Single by Oran "Juice" Jones

from the album Juice
- B-side: "Your Song"
- Released: September 1986
- Length: 5:07 (7-inch version); 3:14 (radio edit);
- Label: Def Jam
- Songwriter: Vincent Bell
- Producers: Russell Simmons; Vincent Bell;

Oran "Juice" Jones singles chronology
| "1.2.1." (1986) | "The Rain" (1986) | "You Can't Hide from Love" (1986) |

Music video
- "The Rain" on YouTube

= The Rain (Oran "Juice" Jones song) =

1986 single by Oran "Juice" Jones

"The Rain" is a song by American R&B singer Oran "Juice" Jones, released from his debut album, Juice. The song's lyrics involve a man confronting his lover regarding her infidelity. At the end of the track is a long recitation written by Vincent Bell, who also composed the music. The song's music video features actress Danita Davis as Jones' girlfriend.

==Reception==
The single was Jones's biggest hit; it reached number one on the US Billboard Hot Black Singles for two weeks, making it the first number-one R&B hit issued by the then newly created Def Jam record label.
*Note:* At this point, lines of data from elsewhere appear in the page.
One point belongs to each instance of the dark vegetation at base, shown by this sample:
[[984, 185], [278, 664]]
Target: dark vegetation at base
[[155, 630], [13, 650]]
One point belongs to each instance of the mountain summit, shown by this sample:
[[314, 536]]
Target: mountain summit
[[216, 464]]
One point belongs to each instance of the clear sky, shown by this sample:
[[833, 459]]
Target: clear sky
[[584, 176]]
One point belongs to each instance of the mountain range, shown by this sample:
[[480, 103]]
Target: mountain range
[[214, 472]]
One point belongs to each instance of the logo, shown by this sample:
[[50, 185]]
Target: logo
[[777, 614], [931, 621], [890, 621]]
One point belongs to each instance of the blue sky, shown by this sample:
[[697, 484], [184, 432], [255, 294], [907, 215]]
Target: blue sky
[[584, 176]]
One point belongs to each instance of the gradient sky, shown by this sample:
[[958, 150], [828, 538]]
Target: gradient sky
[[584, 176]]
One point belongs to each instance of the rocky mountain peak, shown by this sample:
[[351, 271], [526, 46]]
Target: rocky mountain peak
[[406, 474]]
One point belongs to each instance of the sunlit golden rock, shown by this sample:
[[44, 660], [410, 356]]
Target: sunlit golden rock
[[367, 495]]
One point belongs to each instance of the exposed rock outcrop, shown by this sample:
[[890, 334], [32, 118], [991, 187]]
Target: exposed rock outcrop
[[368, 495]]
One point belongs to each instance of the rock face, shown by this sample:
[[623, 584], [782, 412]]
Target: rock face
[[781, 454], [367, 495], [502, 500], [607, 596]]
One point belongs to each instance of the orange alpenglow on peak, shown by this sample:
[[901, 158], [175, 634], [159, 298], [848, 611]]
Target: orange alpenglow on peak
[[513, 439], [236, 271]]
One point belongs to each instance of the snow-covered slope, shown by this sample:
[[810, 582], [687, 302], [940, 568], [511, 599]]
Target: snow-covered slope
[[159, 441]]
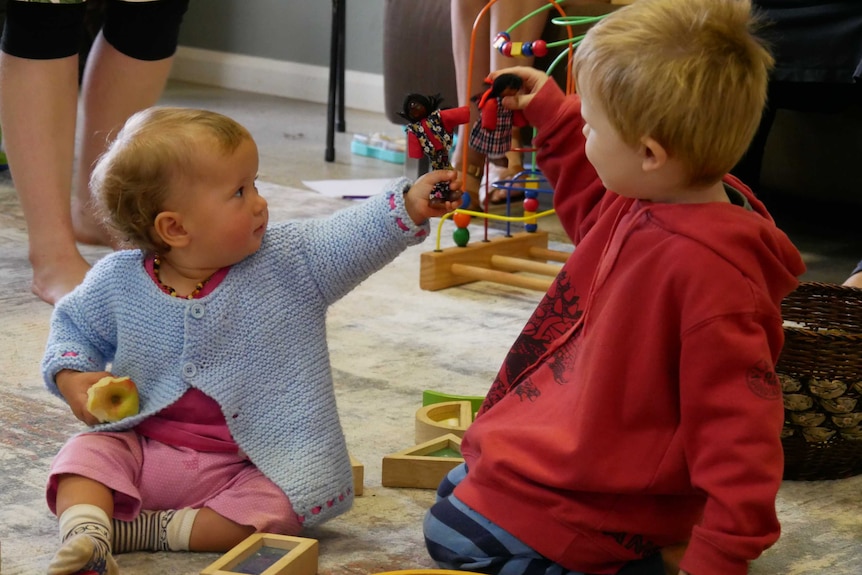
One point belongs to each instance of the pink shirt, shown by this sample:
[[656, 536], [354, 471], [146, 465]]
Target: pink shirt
[[195, 420]]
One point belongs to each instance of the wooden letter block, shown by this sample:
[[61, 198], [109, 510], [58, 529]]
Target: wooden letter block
[[268, 554], [423, 466], [441, 418]]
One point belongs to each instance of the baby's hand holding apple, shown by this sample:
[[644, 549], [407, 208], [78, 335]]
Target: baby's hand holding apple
[[75, 387], [112, 399]]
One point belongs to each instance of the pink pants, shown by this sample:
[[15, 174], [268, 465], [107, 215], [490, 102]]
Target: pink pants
[[148, 474]]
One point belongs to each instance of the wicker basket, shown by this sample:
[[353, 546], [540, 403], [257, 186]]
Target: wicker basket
[[820, 369]]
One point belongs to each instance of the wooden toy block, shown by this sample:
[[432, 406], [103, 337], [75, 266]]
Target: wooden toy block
[[518, 260], [268, 554], [430, 396], [422, 466], [358, 476], [441, 418]]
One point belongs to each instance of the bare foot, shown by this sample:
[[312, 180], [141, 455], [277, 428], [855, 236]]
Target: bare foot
[[88, 230], [54, 277]]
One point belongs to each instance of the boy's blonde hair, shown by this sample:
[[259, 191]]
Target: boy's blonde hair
[[145, 164], [690, 74]]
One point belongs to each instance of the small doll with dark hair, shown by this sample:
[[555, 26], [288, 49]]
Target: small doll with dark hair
[[492, 132], [429, 133]]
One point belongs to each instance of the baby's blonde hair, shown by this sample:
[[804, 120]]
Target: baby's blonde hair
[[690, 74], [157, 147]]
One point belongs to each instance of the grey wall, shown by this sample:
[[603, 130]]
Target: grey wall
[[290, 30]]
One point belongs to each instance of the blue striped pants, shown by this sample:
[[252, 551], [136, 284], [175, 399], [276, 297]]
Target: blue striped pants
[[458, 537]]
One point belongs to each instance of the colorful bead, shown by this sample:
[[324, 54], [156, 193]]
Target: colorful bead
[[461, 220], [500, 39], [540, 48], [461, 237]]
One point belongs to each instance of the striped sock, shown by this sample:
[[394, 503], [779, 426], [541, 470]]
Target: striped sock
[[85, 532], [167, 530]]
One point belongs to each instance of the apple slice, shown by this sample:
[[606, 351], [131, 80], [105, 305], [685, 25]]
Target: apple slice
[[112, 399]]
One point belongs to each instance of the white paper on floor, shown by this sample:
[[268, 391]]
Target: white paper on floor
[[348, 189]]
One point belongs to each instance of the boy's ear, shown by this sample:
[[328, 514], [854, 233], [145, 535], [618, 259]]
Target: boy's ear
[[654, 154], [169, 227]]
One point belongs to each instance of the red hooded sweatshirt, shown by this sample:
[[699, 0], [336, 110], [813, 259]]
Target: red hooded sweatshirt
[[639, 407]]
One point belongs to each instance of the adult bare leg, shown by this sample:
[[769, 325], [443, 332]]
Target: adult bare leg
[[115, 86], [38, 109]]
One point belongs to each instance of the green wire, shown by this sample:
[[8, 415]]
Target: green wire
[[539, 10]]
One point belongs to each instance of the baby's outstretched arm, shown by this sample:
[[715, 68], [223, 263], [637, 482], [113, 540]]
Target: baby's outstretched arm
[[532, 79], [416, 198]]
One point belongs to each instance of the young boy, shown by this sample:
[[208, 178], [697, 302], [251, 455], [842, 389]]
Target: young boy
[[638, 413]]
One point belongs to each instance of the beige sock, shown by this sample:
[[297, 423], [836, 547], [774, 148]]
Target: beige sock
[[85, 533]]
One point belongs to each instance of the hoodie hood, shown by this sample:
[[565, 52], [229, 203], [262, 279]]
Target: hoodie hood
[[747, 238]]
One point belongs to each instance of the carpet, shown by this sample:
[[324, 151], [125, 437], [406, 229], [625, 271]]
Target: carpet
[[389, 340]]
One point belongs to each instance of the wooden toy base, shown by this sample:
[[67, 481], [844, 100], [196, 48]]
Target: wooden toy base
[[268, 554], [519, 260]]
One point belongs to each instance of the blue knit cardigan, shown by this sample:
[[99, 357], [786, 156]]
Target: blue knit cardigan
[[256, 344]]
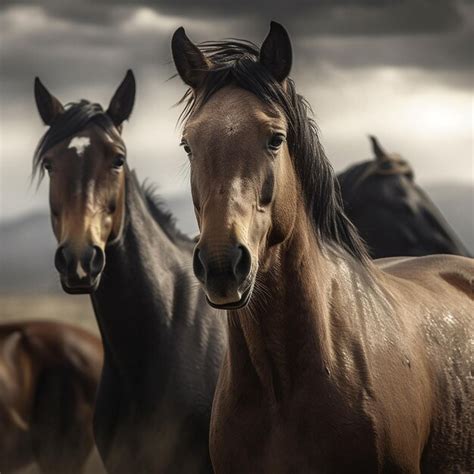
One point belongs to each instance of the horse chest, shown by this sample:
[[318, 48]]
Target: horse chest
[[297, 435]]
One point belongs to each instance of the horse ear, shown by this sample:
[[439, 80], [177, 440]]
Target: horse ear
[[276, 54], [48, 106], [122, 102], [190, 62], [379, 152]]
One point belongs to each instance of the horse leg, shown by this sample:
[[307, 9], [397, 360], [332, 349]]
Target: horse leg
[[107, 422], [62, 424]]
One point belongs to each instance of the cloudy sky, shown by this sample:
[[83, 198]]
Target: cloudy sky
[[400, 69]]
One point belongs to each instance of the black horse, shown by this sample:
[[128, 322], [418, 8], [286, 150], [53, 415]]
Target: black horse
[[163, 343], [392, 213]]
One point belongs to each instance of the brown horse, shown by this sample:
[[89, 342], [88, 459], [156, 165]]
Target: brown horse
[[335, 364], [163, 344], [49, 374]]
The single also peaked at number nine on the Billboard Hot 100. Outside the United States, "The Rain" reached number four on the UK Singles Chart, and was nominated for Best R&B Vocal Performance, Male at the 29th Annual Grammy Awards in 1987. Jones never had another Hot 100 hit, and left the music business after his third album failed to chart. "The Rain" is ranked number 63 on VH1's 100 Greatest One-Hit Wonders of the '80s.

==Charts==

===Weekly charts===

Weekly chart performance for "The Rain"
| Chart (1986–1987) | Peak position |
|---|---|
| Australia (Kent Music Report) | 85 |
| Austria (Ö3 Austria Top 40) | 16 |
| Belgium (Ultratop 50 Flanders) | 6 |
| Canada Top Singles (RPM) | 8 |
| Europe (European Hot 100 Singles) | 11 |
| Greece (IFPI) | 2 |
| Ireland (IRMA) | 6 |
| Netherlands (Dutch Top 40) | 5 |
| Netherlands (Single Top 100) | 10 |
| New Zealand (Recorded Music NZ) | 22 |
| Switzerland (Schweizer Hitparade) | 12 |
| UK Singles (OCC) | 4 |
| US Billboard Hot 100 | 9 |
| US 12-inch Singles Sales (Billboard) Remix | 5 |
| US Dance/Disco Club Play (Billboard) Remix | 7 |
| US Hot Black Singles (Billboard) | 1 |
| West Germany (GfK) | 3 |

===Year-end charts===

Year-end chart performance for "The Rain"
| Chart (1986) | Position |
|---|---|
| UK Singles (OCC) | 73 |
| US 12-inch Singles Sales (Billboard) | 36 |
| US Hot Black Singles (Billboard) | 16 |

| Chart (1987) | Position |
|---|---|
| Belgium (Ultratop 50 Flanders) | 91 |
| Netherlands (Dutch Top 40) | 58 |
| Netherlands (Single Top 100) | 50 |
| West Germany (Media Control) | 37 |

==Certifications==

Certifications for "The Rain"
| Region | Certification | Certified units/sales |
| Canada (Music Canada) | Gold | 50,000^{^} |
| United Kingdom (BPI) | Silver | 250,000^{^} |
| United States (RIAA) | Gold | 500,000^{^} |
^{^} Shipments figures based on certification alone.

==Answer records==
Several answer records were recorded after the success of "The Rain". All were released in 1986. “Thunder & Lightning”, performed by Miss Thang, was released by Tommy Boy Records. "Walkin in the Rain, Yes You Saw Me" by Pamala was released by Evejim Records. "The Drain", recorded by Leot Littlepage, was released on Select Records.

==In popular culture==
- In 2018, Donald Glover parodied the song in a Saturday Night Live sketch written by and co-starring cast member Cecily Strong and also featuring Kenan Thompson. Glover played "Raz P. Berry," singing "The Night (I Watched You)." Instead of ending with the usual string of threats and revenge, the whole song turns out to be a disastrous case of mistaken identity.